Congo-Cameroun : l’axe routier Brazzaville-Yaoundé se concrétise

Paul Biya, le président du Cameroun et Denis Sassou Nguesso le président du Congo
Paul Biya, le président du Cameroun et Denis Sassou Nguesso le président du Congo | africapresse.com

En mai 2012, le Congo et le Cameroun annonçaient le lancement des travaux de la route qui reliera Brazzaville à Yaoundé, les travaux avaient aussitôt commencé à Ketta, à environ 800 kilomètres au nord-est de Brazzaville.

En fin février dernier, le secrétaire général du ministère des Travaux publics camerounais, Philémon Zo’o Zame a effectué la réception provisoire de la route Djoum-Mintom. Cette dernière est un tronçon qui s’étend sur 98 kilomètres et qui fait partie d’un total de 651 kilomètres destinés à relier Sangmélima (Sud du Cameroun) et Ouesso (Nord du Congo).

À cette occasion, il a déclaré avec fierté : «La construction de la route Djoum-Mintom réceptionnée sans aucune réserve est un réel motif de satisfaction pour l’entreprise, car le déroulement des travaux dans cette zone particulièrement accidentée et plongée en pleine forêt équatoriale avec un taux de pluviométrie élevée n’a pas été évident».
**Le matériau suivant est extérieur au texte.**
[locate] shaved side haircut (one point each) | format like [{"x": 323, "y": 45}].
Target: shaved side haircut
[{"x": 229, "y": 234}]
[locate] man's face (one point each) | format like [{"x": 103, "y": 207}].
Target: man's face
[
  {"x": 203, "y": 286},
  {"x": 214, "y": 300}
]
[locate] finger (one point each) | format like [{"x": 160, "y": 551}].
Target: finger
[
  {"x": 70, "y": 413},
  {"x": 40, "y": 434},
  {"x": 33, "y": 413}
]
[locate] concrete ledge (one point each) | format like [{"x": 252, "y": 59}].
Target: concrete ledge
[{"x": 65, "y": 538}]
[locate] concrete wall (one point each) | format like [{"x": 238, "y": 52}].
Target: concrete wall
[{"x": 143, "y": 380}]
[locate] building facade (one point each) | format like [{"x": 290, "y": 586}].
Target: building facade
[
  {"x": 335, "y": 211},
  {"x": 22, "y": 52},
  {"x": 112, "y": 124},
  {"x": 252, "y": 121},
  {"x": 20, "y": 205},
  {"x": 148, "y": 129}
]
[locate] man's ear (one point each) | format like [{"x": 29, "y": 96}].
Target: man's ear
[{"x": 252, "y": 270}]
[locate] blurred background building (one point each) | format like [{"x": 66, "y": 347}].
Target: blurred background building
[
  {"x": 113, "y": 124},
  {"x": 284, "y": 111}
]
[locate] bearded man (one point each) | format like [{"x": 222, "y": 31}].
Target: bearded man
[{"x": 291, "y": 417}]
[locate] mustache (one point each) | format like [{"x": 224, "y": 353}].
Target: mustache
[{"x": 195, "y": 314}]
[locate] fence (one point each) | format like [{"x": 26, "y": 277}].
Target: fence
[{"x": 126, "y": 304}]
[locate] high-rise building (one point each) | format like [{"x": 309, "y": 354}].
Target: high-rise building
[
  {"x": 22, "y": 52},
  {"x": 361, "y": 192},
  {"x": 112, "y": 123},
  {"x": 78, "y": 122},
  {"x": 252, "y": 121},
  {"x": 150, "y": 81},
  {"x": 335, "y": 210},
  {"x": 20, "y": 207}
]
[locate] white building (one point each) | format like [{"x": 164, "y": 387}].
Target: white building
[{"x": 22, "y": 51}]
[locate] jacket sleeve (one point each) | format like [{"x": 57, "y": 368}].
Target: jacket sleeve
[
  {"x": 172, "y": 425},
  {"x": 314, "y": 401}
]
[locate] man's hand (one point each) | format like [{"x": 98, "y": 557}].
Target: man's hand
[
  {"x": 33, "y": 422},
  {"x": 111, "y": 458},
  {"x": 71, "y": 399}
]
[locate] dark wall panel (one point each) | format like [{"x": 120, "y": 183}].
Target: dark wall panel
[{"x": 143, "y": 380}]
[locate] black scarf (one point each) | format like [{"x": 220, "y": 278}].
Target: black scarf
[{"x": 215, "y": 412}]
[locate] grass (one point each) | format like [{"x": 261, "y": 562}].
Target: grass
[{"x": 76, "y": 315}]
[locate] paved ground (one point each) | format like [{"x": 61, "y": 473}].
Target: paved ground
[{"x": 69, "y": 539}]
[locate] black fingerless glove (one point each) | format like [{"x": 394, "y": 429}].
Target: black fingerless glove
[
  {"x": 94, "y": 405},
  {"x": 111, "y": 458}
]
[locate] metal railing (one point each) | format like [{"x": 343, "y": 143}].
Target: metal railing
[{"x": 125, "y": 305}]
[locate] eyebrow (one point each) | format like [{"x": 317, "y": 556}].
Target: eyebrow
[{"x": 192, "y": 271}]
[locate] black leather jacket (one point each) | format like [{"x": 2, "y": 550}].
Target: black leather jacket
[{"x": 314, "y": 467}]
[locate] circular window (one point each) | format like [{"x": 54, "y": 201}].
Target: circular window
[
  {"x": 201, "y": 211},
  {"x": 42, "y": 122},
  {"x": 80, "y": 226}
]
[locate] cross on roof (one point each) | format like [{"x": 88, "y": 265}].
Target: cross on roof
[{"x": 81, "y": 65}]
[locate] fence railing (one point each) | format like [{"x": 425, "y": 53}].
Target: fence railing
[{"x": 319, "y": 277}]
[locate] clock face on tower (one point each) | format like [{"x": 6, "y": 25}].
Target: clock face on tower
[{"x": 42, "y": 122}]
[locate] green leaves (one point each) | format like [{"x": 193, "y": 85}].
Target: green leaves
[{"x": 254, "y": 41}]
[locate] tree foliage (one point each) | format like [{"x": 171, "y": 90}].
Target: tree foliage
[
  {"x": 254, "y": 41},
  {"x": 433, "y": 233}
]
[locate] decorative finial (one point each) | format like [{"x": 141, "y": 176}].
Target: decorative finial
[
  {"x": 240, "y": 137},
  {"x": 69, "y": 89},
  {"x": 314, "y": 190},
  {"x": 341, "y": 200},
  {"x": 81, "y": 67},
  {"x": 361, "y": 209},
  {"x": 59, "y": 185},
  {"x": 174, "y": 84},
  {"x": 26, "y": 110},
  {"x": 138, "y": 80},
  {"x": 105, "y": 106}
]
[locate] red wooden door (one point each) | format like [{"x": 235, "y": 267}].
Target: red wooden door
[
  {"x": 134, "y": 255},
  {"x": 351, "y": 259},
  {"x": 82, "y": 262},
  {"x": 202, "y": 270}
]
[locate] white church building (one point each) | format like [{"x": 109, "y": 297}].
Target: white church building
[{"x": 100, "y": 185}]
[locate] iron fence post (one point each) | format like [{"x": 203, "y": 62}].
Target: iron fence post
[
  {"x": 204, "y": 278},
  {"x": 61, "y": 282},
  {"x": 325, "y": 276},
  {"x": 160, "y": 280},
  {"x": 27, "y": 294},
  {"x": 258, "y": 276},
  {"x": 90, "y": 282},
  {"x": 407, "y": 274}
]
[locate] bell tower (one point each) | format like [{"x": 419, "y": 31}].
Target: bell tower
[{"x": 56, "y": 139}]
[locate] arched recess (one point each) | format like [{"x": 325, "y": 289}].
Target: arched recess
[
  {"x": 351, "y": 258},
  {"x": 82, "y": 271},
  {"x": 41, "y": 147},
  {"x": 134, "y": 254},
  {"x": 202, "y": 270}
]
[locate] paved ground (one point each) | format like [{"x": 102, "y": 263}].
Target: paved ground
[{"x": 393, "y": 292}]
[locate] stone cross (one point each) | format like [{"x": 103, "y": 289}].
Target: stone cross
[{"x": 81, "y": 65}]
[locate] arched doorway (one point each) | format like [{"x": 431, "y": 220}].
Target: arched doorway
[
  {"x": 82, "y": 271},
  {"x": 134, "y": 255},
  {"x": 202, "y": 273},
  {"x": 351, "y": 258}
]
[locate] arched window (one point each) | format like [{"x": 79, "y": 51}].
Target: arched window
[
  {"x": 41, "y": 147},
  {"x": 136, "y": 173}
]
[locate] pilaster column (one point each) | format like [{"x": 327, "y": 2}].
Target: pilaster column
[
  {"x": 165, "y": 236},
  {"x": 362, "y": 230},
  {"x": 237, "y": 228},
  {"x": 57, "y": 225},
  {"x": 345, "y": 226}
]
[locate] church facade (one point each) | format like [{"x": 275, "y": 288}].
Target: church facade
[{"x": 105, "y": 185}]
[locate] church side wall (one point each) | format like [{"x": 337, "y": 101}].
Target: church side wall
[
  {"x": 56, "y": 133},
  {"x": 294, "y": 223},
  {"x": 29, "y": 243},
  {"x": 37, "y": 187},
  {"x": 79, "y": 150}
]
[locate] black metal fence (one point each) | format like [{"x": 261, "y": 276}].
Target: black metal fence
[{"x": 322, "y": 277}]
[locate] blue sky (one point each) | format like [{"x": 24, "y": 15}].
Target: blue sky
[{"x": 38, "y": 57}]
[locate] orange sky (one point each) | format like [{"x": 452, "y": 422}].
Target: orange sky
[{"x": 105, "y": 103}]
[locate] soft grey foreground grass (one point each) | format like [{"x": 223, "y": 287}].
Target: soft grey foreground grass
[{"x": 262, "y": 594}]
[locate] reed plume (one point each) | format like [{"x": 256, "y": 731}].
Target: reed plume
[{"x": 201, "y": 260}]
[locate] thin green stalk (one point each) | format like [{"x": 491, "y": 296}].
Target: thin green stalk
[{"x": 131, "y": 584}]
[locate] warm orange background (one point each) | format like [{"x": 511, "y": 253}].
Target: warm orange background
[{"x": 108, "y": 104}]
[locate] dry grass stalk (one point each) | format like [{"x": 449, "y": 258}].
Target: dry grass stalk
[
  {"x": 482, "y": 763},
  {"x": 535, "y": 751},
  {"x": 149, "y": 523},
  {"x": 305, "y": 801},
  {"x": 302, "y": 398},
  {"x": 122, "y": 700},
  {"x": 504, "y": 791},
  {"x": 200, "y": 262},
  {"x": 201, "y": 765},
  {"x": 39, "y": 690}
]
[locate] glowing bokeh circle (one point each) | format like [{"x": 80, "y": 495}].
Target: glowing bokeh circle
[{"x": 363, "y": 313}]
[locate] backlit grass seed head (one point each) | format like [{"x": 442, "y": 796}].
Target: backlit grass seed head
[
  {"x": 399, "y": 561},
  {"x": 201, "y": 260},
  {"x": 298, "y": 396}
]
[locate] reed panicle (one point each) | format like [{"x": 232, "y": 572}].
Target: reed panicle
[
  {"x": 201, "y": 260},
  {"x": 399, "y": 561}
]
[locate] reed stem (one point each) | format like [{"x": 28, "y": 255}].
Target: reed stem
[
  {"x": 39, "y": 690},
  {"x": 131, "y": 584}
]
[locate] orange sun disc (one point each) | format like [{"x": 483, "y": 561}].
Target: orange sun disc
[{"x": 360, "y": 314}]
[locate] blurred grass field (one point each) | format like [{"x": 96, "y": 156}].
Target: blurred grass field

Une opportunité de développement pour la région

Le coût de ce projet visant à faciliter le transport sur l’axe Brazzaville-Yaoundé est estimé à plus de 98 milliards 617 millions?; il est financé en partie par la Banque Africaine de Développement (BAD) et les travaux sont effectués par l’entreprise chinoise Syno Hydro.

Le projet lancé comprend non seulement les travaux routiers, mais également la construction de pistes rurales et la mise en place d’actions sociales?; l’un des buts principaux de ce projet étant d’améliorer les conditions de vie des populations vivant dans les zones concernées par le lancement du projet.

De plus, grâce au désenclavement des zones concernées, les habitants des différentes localités pourront participer au développement de leur région.

En effet, la facilitation des déplacements entre les différentes villes permet déjà aux petits agriculteurs d’écouler leurs produits dans différents lieux, qui quelques mois plus tôt étaient encore inaccessibles.

À plus grande échelle, les gros transporteurs et les grandes entreprises pourront également circuler plus facilement, notamment pour faire parvenir les marchandises du Congo Brazzaville au port de Douala.

Cette route permettra donc d’accroître les échanges entre le Congo et le Cameroun, mais aussi de développer les échanges entre les pays de la sous-région (à long terme, le projet vise à renforcer l’intégration régionale en connectant les autoroutes du Cameroun, Congo, RDC, Gabon, Guinée équatoriale et République Centrafricaine) et par conséquent, favoriser son développement économique.